Resolving Latency and Inventory Risk in Market Making with Reinforcement Learning
The latency of the exchanges in Market Making (MM) is inevitable due to hardware limitations, system processing times, delays in receiving data from exchanges, the time required for order transmission to reach the market, etc. Existing reinforcement learning (RL) methods for Market Making (MM) overlook the impact of these latency, which can lead to unintended order cancellations due to price discrepancies between decision and execution times and result in undesired inventory accumulation, exposing MM traders to increased market risk. Therefore, these methods cannot be applied in real MM scenarios. To address these issues, we first build a realistic MM environment with random delays of 30-100 milliseconds for order placement and market information reception, and implement a batch matching mechanism that collects orders within every 500 milliseconds before matching them all at once, simulating the batch auction mechanisms adopted by some exchanges.
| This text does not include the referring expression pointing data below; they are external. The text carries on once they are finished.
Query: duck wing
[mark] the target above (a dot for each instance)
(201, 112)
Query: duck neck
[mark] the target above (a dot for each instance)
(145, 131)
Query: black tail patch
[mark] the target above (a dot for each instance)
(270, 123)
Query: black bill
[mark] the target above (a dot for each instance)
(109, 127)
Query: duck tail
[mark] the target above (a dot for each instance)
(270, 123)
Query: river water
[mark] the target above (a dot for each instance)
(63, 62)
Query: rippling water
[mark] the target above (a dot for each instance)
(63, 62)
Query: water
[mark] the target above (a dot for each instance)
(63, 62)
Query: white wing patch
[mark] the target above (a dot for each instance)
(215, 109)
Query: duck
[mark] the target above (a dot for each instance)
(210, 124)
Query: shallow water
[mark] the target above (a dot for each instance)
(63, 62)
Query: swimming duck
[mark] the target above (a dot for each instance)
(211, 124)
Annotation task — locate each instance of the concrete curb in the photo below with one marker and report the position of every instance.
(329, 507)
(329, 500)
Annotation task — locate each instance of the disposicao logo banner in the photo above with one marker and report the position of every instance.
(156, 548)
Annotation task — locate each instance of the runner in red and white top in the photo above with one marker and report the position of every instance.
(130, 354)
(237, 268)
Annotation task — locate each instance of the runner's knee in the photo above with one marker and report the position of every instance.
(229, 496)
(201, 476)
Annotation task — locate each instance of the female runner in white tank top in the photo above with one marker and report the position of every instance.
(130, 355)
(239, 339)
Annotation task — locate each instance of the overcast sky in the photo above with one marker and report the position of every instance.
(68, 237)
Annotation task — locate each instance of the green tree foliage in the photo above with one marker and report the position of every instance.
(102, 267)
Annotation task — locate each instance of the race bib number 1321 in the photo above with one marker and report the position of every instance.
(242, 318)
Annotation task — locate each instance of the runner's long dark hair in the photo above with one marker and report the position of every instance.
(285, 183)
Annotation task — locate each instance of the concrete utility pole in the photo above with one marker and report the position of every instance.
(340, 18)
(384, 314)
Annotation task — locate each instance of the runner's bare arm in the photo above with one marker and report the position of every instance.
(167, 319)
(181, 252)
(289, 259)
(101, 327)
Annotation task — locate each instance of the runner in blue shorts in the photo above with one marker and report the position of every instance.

Then, we propose Relaver, an RL-based method for MM to tackle the latency and inventory risk issues. The three main contributions of Relaver are: i) we introduce an augmented state-action space that incorporates order hold time alongside price and volume, enabling Relaver to optimize execution strategies under latency constraints and time-priority matching mechanisms, ii) we leverage dynamic programming (DP) to guide the exploration of RL training for better policies, iii) we train a market trend predictor, which can guide the agent to intelligently adjust the inventory to reduce the risk. Extensive experiments and ablation studies on four real-world datasets demonstrate that \textsc{Relaver} significantly improves the performance of state-of-the-art RL-based MM strategies across multiple metrics.